Quote Originally Posted by 2F/2F View Post
This is going to sound arrogant, but I'll say it anyhow, and hope no one takes it the wrong way. They are great everyday users for those who know what they are doing. A beginner, or even someone with a fairly good knowledge, but with SLRs only, would likely be lost with one of them initially. There would be a steep learning curve for sure. Of course it can be done, but it would be far more seamless if you had a lot of practical experience photographing before picking one up. Basically, what I am saying it that having enough practice behind you to be able to judge light levels without a meter, and to pre-set exposure as you walk from one lighting to the other is crucial IMO. And then, on top of that, you have to get fast with all the little gizmos on the cameras. If you aren't fast and on the ball all the time, you miss shots left and right with Barnack Leicas.
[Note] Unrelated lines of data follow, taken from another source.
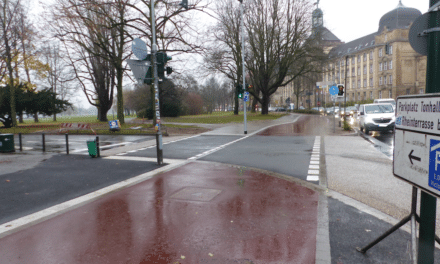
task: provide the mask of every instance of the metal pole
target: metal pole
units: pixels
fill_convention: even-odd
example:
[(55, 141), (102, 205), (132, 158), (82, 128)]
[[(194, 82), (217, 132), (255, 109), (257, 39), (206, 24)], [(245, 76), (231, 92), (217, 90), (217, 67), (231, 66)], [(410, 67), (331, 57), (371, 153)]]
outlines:
[(66, 133), (66, 153), (69, 155), (69, 134)]
[(335, 112), (336, 108), (335, 108), (335, 105), (336, 105), (336, 100), (333, 101), (333, 133), (336, 133), (336, 112)]
[(156, 45), (156, 18), (154, 13), (154, 0), (151, 0), (151, 27), (152, 27), (152, 35), (153, 35), (153, 45), (151, 49), (151, 57), (152, 57), (152, 66), (153, 66), (153, 80), (154, 80), (154, 99), (156, 103), (156, 111), (155, 111), (155, 117), (156, 117), (156, 127), (157, 127), (157, 133), (156, 133), (156, 156), (157, 156), (157, 164), (161, 165), (163, 164), (163, 153), (162, 153), (162, 131), (160, 129), (160, 103), (159, 103), (159, 78), (157, 75), (157, 60), (156, 60), (156, 53), (157, 53), (157, 45)]
[(44, 133), (41, 135), (43, 137), (43, 152), (45, 152), (46, 151), (46, 137), (45, 137)]
[[(245, 84), (246, 84), (246, 78), (245, 78), (245, 70), (244, 70), (244, 31), (243, 31), (243, 29), (244, 29), (244, 19), (243, 19), (243, 9), (244, 9), (244, 7), (243, 7), (243, 1), (240, 1), (241, 2), (241, 8), (240, 8), (240, 17), (241, 17), (241, 25), (240, 25), (240, 27), (241, 27), (241, 58), (242, 58), (242, 64), (243, 64), (243, 91), (244, 92), (246, 92), (246, 86), (245, 86)], [(244, 134), (247, 134), (247, 120), (246, 120), (246, 105), (247, 105), (247, 102), (245, 102), (245, 100), (244, 100), (244, 95), (243, 95), (243, 108), (244, 108), (244, 114), (243, 114), (243, 116), (244, 116)]]
[(99, 149), (99, 137), (96, 137), (96, 157), (101, 157), (101, 150)]
[(411, 256), (413, 264), (417, 264), (417, 188), (413, 186), (411, 200)]
[(345, 57), (345, 82), (344, 82), (344, 89), (345, 89), (345, 93), (344, 93), (344, 124), (347, 121), (347, 113), (345, 111), (347, 111), (347, 109), (345, 108), (345, 106), (347, 105), (347, 61), (348, 61), (348, 56)]
[[(439, 0), (430, 0), (429, 7), (436, 5)], [(429, 28), (440, 26), (440, 12), (429, 13)], [(428, 56), (426, 67), (426, 93), (440, 92), (440, 31), (428, 34)], [(417, 263), (434, 263), (434, 240), (437, 198), (422, 191), (420, 199), (419, 248)]]
[(18, 133), (18, 142), (20, 143), (20, 151), (23, 151), (23, 143), (21, 141), (21, 133)]

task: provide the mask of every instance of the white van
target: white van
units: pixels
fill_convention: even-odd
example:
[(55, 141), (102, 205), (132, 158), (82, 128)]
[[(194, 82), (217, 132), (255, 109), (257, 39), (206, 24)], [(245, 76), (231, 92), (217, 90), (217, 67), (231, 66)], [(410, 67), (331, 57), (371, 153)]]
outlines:
[(393, 98), (374, 99), (374, 104), (391, 104), (394, 111), (396, 111), (396, 101)]

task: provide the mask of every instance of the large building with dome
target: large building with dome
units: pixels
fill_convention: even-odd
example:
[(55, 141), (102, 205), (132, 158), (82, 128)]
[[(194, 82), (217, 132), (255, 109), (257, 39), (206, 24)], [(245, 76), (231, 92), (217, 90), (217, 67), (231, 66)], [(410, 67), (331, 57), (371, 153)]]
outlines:
[[(321, 30), (328, 53), (322, 78), (316, 81), (345, 84), (349, 102), (425, 93), (426, 56), (415, 52), (408, 41), (411, 24), (421, 14), (399, 1), (396, 8), (382, 16), (377, 32), (343, 43), (324, 27), (321, 9), (315, 9), (312, 24)], [(300, 95), (300, 105), (315, 107), (318, 102), (330, 102), (326, 89), (309, 86), (305, 89), (308, 92)], [(287, 98), (296, 102), (293, 84), (279, 88), (272, 105), (285, 105)]]

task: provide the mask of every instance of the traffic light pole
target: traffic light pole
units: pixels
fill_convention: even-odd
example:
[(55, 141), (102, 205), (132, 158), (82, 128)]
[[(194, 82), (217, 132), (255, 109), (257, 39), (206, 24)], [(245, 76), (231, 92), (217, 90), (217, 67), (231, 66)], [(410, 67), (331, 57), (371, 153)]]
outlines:
[(157, 45), (156, 45), (156, 17), (154, 11), (154, 0), (151, 0), (151, 28), (153, 35), (153, 43), (151, 47), (151, 65), (153, 66), (153, 84), (154, 84), (154, 117), (156, 120), (156, 125), (154, 129), (156, 130), (156, 155), (157, 155), (157, 165), (163, 164), (163, 152), (162, 152), (162, 131), (160, 129), (160, 104), (159, 104), (159, 78), (157, 75)]
[[(243, 91), (244, 92), (246, 92), (246, 78), (245, 78), (245, 70), (244, 70), (244, 34), (243, 34), (243, 32), (244, 32), (244, 23), (243, 23), (243, 9), (244, 9), (244, 7), (243, 7), (243, 1), (240, 1), (241, 2), (241, 8), (240, 8), (240, 17), (241, 17), (241, 25), (240, 25), (240, 27), (241, 27), (241, 58), (242, 58), (242, 65), (243, 65), (243, 73), (242, 73), (242, 75), (243, 75)], [(243, 110), (244, 110), (244, 114), (243, 114), (243, 116), (244, 116), (244, 134), (247, 134), (247, 120), (246, 120), (246, 105), (247, 105), (247, 102), (245, 101), (245, 97), (246, 96), (244, 96), (244, 94), (243, 94)]]

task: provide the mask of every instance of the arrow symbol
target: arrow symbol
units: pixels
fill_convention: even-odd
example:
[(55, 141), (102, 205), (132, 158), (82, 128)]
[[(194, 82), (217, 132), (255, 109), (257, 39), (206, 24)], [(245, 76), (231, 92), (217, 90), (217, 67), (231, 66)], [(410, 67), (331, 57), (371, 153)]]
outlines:
[(411, 161), (411, 164), (413, 164), (412, 160), (417, 160), (417, 161), (421, 161), (421, 159), (419, 157), (413, 156), (412, 153), (414, 152), (414, 150), (411, 150), (411, 152), (409, 153), (408, 157), (409, 157), (409, 161)]

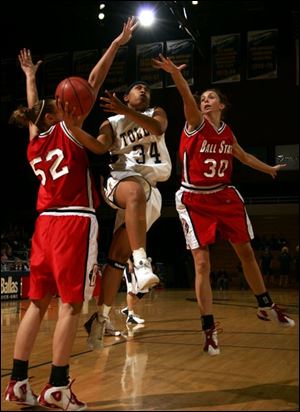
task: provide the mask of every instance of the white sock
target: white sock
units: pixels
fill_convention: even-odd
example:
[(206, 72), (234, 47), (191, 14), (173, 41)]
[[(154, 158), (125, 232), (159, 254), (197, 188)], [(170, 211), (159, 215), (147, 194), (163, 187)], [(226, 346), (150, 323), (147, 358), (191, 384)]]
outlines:
[(133, 263), (137, 266), (142, 259), (147, 259), (145, 249), (140, 247), (139, 249), (132, 251)]
[(133, 310), (128, 311), (128, 316), (133, 315)]
[(104, 316), (105, 318), (108, 318), (110, 310), (111, 310), (111, 306), (107, 306), (105, 305), (105, 303), (103, 303), (103, 305), (99, 306), (98, 314), (100, 316)]

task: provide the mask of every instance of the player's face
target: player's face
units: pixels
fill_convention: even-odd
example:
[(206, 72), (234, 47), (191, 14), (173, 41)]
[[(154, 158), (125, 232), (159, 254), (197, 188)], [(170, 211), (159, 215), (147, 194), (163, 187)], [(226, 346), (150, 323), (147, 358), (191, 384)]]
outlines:
[(216, 92), (207, 90), (202, 93), (200, 100), (200, 110), (202, 113), (210, 113), (215, 111), (222, 111), (224, 104), (220, 102), (220, 98)]
[(150, 89), (145, 84), (136, 84), (125, 97), (125, 101), (126, 98), (129, 106), (144, 111), (150, 104)]

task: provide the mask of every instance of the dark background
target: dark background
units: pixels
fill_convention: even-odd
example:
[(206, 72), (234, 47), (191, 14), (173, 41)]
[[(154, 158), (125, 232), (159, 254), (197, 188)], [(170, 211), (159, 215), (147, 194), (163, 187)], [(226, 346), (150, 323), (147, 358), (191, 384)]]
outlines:
[[(106, 19), (98, 20), (99, 0), (9, 2), (1, 10), (1, 59), (16, 59), (19, 50), (30, 48), (35, 56), (46, 53), (107, 47), (117, 36), (122, 23), (135, 15), (145, 2), (114, 1), (106, 4)], [(174, 2), (146, 2), (156, 9), (159, 19), (151, 29), (138, 28), (129, 43), (129, 72), (135, 80), (135, 47), (137, 44), (191, 38), (171, 12)], [(210, 86), (210, 36), (240, 33), (242, 39), (242, 79), (221, 84), (231, 102), (227, 122), (240, 145), (246, 150), (263, 146), (266, 160), (274, 164), (277, 144), (298, 143), (298, 85), (296, 84), (296, 39), (299, 42), (298, 1), (215, 1), (177, 2), (186, 7), (189, 29), (195, 40), (193, 90)], [(247, 81), (247, 31), (278, 29), (278, 78)], [(3, 65), (1, 64), (1, 68)], [(66, 72), (65, 77), (71, 73)], [(10, 113), (25, 103), (20, 90), (23, 73), (16, 60), (15, 72), (1, 70), (1, 84), (11, 88), (11, 98), (1, 104), (1, 191), (4, 225), (22, 222), (32, 225), (35, 217), (37, 179), (26, 160), (27, 131), (8, 125)], [(42, 77), (38, 79), (39, 85)], [(17, 90), (16, 90), (17, 89)], [(23, 100), (20, 99), (23, 93)], [(17, 96), (19, 96), (17, 98)], [(180, 177), (176, 173), (176, 156), (180, 133), (184, 124), (181, 98), (176, 89), (153, 90), (152, 103), (162, 106), (169, 118), (166, 140), (173, 160), (170, 180), (160, 185), (164, 205), (173, 204), (174, 192)], [(96, 136), (104, 115), (96, 104), (84, 127)], [(91, 159), (93, 164), (95, 159)], [(296, 196), (298, 172), (283, 171), (273, 181), (269, 175), (236, 164), (233, 183), (244, 197)], [(100, 220), (112, 222), (112, 211), (103, 205)], [(168, 224), (168, 219), (165, 224)], [(178, 222), (177, 222), (178, 223)], [(180, 228), (178, 230), (181, 230)], [(108, 231), (107, 233), (110, 233)], [(109, 240), (109, 234), (107, 241)], [(178, 235), (179, 236), (179, 235)], [(181, 239), (182, 240), (182, 239)], [(180, 240), (180, 242), (181, 242)]]

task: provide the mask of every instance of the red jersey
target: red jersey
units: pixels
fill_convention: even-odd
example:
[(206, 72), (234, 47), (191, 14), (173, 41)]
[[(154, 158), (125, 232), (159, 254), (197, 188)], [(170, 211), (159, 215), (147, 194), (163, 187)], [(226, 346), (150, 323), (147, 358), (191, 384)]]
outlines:
[(99, 206), (85, 148), (64, 122), (34, 137), (29, 142), (27, 158), (41, 181), (38, 212), (70, 206), (92, 209)]
[(206, 118), (197, 129), (185, 125), (180, 139), (181, 185), (187, 190), (214, 188), (230, 184), (233, 132), (222, 122), (217, 129)]

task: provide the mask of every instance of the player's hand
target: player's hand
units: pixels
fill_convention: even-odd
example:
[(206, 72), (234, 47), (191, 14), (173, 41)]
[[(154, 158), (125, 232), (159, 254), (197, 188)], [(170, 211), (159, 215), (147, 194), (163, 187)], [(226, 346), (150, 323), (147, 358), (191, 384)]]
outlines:
[(125, 114), (128, 110), (127, 106), (117, 98), (116, 93), (105, 90), (107, 97), (100, 97), (100, 107), (104, 112), (113, 112), (117, 114)]
[(83, 123), (82, 116), (75, 116), (76, 107), (71, 107), (69, 102), (64, 104), (60, 99), (56, 99), (56, 106), (63, 120), (68, 128), (81, 126)]
[(272, 166), (270, 170), (270, 175), (273, 177), (273, 179), (275, 179), (275, 177), (277, 176), (277, 173), (286, 166), (287, 166), (286, 163), (281, 163), (279, 165)]
[(22, 49), (20, 50), (20, 54), (18, 55), (18, 59), (21, 65), (23, 72), (26, 76), (35, 76), (39, 66), (42, 64), (42, 60), (39, 60), (36, 64), (33, 63), (31, 52), (29, 49)]
[(157, 59), (152, 59), (152, 66), (155, 67), (156, 69), (162, 69), (167, 73), (176, 73), (176, 72), (181, 72), (184, 70), (187, 65), (186, 64), (181, 64), (180, 66), (176, 66), (172, 62), (169, 57), (164, 57), (161, 53), (159, 54), (159, 57)]
[(122, 33), (115, 39), (115, 42), (119, 46), (123, 46), (128, 43), (132, 38), (132, 33), (135, 28), (138, 26), (139, 21), (136, 21), (135, 17), (128, 17), (127, 22), (123, 24)]

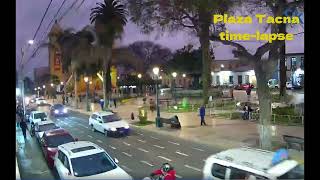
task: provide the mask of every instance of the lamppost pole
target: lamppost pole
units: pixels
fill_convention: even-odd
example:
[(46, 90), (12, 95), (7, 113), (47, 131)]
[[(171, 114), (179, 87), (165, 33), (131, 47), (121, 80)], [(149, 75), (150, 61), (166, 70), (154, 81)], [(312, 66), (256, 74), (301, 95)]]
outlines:
[(176, 99), (176, 77), (177, 77), (177, 73), (173, 72), (172, 73), (173, 76), (173, 97), (174, 97), (174, 103), (177, 104), (177, 99)]
[(86, 83), (86, 104), (87, 104), (87, 111), (90, 111), (90, 107), (89, 107), (89, 100), (88, 100), (88, 95), (89, 95), (89, 78), (88, 77), (84, 77), (84, 82)]
[(159, 68), (153, 68), (153, 73), (156, 76), (156, 102), (157, 102), (157, 117), (156, 117), (156, 127), (162, 127), (160, 121), (160, 108), (159, 108), (159, 90), (158, 90), (158, 79), (159, 79)]
[(138, 74), (138, 78), (139, 78), (139, 94), (142, 95), (142, 88), (141, 88), (141, 77), (142, 75), (141, 74)]

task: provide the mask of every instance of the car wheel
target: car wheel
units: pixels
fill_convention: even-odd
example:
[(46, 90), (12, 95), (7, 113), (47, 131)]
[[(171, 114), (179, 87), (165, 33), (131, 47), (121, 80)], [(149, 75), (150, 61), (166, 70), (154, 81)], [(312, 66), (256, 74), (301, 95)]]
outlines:
[(106, 137), (108, 137), (108, 136), (109, 136), (109, 133), (108, 133), (108, 131), (107, 131), (107, 130), (104, 130), (104, 135), (105, 135)]
[(96, 129), (93, 127), (92, 124), (91, 124), (91, 131), (92, 131), (92, 132), (96, 132)]

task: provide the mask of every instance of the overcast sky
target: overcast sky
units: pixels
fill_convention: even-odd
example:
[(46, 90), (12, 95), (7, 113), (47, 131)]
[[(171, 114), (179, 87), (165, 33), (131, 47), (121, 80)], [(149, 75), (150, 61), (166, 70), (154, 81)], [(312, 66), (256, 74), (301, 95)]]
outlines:
[[(63, 0), (53, 0), (52, 4), (48, 10), (48, 13), (40, 27), (40, 30), (35, 38), (35, 42), (39, 42), (41, 37), (46, 31), (46, 28), (53, 18), (54, 14), (57, 12), (60, 4)], [(67, 0), (61, 9), (58, 17), (66, 11), (66, 9), (75, 0)], [(86, 0), (83, 5), (77, 9), (82, 0), (77, 0), (75, 8), (70, 10), (68, 14), (62, 19), (60, 25), (63, 29), (74, 28), (79, 30), (84, 26), (88, 25), (90, 9), (95, 5), (96, 2), (102, 2), (102, 0)], [(29, 39), (32, 39), (37, 27), (41, 21), (42, 15), (45, 12), (50, 0), (16, 0), (16, 62), (21, 61), (21, 48), (25, 49), (25, 58), (30, 57), (33, 48), (36, 46), (26, 46)], [(228, 30), (233, 33), (255, 33), (256, 30), (263, 32), (265, 25), (257, 25), (256, 23), (250, 25), (232, 25), (228, 26)], [(294, 29), (289, 28), (289, 32), (298, 33), (303, 32), (303, 28), (295, 26)], [(49, 28), (50, 30), (50, 28)], [(156, 36), (156, 33), (151, 35), (145, 35), (140, 33), (139, 27), (135, 24), (129, 22), (125, 27), (125, 32), (120, 45), (128, 45), (135, 41), (140, 40), (150, 40), (154, 43), (161, 44), (170, 48), (172, 51), (182, 48), (186, 44), (193, 44), (194, 46), (199, 46), (198, 38), (191, 36), (187, 32), (179, 33), (164, 33), (162, 36)], [(257, 46), (261, 45), (262, 42), (241, 42), (251, 53), (254, 53)], [(215, 43), (215, 57), (216, 59), (232, 59), (233, 55), (231, 53), (232, 48), (229, 46), (221, 45), (220, 43)], [(287, 41), (286, 43), (287, 53), (301, 53), (304, 52), (304, 34), (297, 35), (294, 37), (293, 41)], [(33, 78), (33, 68), (48, 66), (48, 49), (42, 48), (38, 51), (37, 55), (32, 58), (26, 65), (25, 73), (27, 76)]]

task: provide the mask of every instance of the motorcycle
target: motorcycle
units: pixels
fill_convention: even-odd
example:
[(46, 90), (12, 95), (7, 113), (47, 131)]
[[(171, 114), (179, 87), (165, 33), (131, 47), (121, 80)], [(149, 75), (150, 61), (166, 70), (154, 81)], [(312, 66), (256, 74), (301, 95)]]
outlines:
[(153, 177), (149, 176), (149, 177), (145, 177), (142, 180), (163, 180), (164, 177), (163, 175), (155, 175)]
[(35, 130), (34, 124), (31, 123), (30, 136), (33, 137), (35, 134), (36, 134), (36, 130)]

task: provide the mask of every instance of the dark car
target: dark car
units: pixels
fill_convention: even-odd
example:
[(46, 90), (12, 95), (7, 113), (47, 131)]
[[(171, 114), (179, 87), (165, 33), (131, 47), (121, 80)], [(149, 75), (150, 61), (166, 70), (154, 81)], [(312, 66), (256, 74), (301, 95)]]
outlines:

Once you learn to work with them, they are about the most easy to carry high-quality mechanical camera you will find, and they can pack a lot of optical punch for such an easy to carry camera. (Not necessarily in absolute sharpness, but in style. A lot of the Leitz thread mount lenses have very distinctive optical "signatures" that would probably label them as "bad" lenses in a blind objective test by today's standards.) To me, they are the ultimate convenient day-to-day shooter that provides both "excellent" and "interestingly flawed" lenses in an easily portable kit, while also having extremely good mechanical quality.

If you are going to be troubled by loading the film through the bottom, by tiny RF and VF windows, by relatively weak and tiny RF patches, by getting good exposures without an in-camera meter, and all the other anachronisms of using these cameras in the context of today's do-everything cameras, then there is no shame in saying forget the Barnack Leica; it just isn't for me. IMO, you need to use the camera that suits your shooting to get your best results.
I agree with you completely. I used to work in 16mm film (for television) using the likes of B&H Filmos and Arri 16's, rugged powerful cameras in any era (even today), but definitely not made for beginners or the consumer market. These required dealing with all sorts of quirky challenging, non-automated technical issues (finders, film loading, exposure, focus, emulsion selection, etc.), but mastering them could produce cinematic quality results. This prepared me in later life to deal with Barnacks and related vintage quality cameras (e.g. Nikon, Contax). I understood the concept of sacrificing convenience for total control to achieve maximum performance with a camera.